Las Vegas Sun

April 20, 2024

LETTER TO THE EDITOR:

Planning ahead would lower gas prices

Regarding the Las Vegas Sun’s Thursday editorial, “Forging a new policy”:

Why are crude oil prices so high? Yes, there are external forces that have caused the price of crude oil to increase in the short term, but to say that domestic production isn’t the problem is ignoring the mistakes of the past. During the 2004 campaign, John Kerry told us that drilling in Alaska wasn’t the answer because such production wouldn’t hit the market for five years. That was seven years ago. Certainly, if the resources on the North Slope had been fully accessed we would not have $4 gas in our future. It’s called planning ahead.

As a futures trader, I can tell you that crude oil prices are determined on a “futures” market. The prices that crude oil are traded at today determine the prices at the pump tomorrow. Thus, if the speculators see there are greater stores of crude oil to be delivered in the future, the prices decline today. If current inventories are sufficient to cover demand until futures contracts are delivered, the downward price happens almost immediately.

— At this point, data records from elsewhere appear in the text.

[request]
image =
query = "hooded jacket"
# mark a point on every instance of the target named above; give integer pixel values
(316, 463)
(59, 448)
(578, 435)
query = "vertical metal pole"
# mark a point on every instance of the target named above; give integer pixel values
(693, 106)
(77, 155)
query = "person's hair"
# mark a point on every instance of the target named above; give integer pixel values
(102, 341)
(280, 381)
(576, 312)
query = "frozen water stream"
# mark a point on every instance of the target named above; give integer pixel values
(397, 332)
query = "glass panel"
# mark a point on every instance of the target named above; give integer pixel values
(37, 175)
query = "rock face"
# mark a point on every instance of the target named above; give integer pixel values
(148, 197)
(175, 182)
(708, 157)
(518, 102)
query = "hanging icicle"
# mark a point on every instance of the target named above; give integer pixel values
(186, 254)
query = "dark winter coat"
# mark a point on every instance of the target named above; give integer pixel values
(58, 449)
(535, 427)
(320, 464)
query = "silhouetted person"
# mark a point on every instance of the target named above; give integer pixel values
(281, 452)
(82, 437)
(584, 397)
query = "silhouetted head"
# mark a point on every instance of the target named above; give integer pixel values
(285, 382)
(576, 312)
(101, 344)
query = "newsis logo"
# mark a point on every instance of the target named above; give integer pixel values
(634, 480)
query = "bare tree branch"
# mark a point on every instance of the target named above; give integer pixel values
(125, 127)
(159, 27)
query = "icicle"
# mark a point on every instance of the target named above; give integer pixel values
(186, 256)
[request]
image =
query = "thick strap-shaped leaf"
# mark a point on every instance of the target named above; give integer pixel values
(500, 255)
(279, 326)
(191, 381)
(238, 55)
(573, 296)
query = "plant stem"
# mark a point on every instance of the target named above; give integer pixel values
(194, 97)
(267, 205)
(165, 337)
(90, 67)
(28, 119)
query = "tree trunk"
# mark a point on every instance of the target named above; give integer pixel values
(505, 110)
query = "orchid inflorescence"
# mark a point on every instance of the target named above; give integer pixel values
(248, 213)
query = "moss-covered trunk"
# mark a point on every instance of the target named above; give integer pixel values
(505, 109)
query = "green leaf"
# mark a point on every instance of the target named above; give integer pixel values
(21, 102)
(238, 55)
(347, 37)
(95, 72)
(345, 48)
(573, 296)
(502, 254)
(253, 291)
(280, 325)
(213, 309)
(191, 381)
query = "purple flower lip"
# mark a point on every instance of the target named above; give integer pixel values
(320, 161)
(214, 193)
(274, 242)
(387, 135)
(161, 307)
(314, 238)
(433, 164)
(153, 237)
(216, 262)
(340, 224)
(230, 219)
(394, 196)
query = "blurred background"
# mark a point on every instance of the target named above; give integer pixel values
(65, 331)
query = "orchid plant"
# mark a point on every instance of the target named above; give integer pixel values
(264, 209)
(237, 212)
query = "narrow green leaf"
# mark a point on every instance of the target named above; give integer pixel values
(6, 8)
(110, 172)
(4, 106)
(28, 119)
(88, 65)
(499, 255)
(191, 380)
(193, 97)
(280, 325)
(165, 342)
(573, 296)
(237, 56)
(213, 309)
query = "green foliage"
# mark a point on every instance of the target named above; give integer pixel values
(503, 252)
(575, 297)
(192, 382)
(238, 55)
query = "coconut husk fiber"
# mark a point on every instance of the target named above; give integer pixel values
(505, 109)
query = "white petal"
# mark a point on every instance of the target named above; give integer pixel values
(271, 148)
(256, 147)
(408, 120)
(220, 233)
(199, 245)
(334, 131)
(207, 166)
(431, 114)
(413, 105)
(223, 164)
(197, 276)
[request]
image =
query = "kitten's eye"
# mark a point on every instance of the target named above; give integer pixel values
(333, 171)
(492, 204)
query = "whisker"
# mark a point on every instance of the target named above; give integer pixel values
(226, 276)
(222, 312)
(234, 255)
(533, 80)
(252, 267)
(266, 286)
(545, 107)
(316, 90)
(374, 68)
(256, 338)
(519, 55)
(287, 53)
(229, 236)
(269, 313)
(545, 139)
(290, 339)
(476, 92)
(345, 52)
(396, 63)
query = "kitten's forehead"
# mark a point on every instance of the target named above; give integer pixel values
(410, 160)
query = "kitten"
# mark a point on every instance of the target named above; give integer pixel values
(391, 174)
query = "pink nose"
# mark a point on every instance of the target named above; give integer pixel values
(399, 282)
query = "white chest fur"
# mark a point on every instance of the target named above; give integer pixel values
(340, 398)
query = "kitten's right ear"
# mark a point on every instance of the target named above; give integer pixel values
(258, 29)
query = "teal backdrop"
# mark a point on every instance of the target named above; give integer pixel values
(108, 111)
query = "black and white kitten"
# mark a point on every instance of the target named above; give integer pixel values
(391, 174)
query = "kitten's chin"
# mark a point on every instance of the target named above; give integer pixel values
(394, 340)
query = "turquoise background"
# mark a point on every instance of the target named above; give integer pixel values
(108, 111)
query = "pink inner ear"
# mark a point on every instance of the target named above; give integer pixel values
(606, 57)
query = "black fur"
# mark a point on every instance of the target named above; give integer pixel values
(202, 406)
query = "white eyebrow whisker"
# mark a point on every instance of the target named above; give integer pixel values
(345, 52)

Finally, part of the pricing increase we are seeing now is a result of the hostility of this administration toward exploration and production. Again, going back to the futures market, if the mind-set of the administration would veer toward the issuing of permits, granting access to drilling sites and letting current leases be used, the price of crude would begin to subside as speculators would take their short-term profits as they exit their long (prices going up) positions.

If the administration would loosen up the restraints it has placed on domestic production, we would see gas drop back to $3 a gallon or less. If not, $4 a gallon will be a memory a year from now.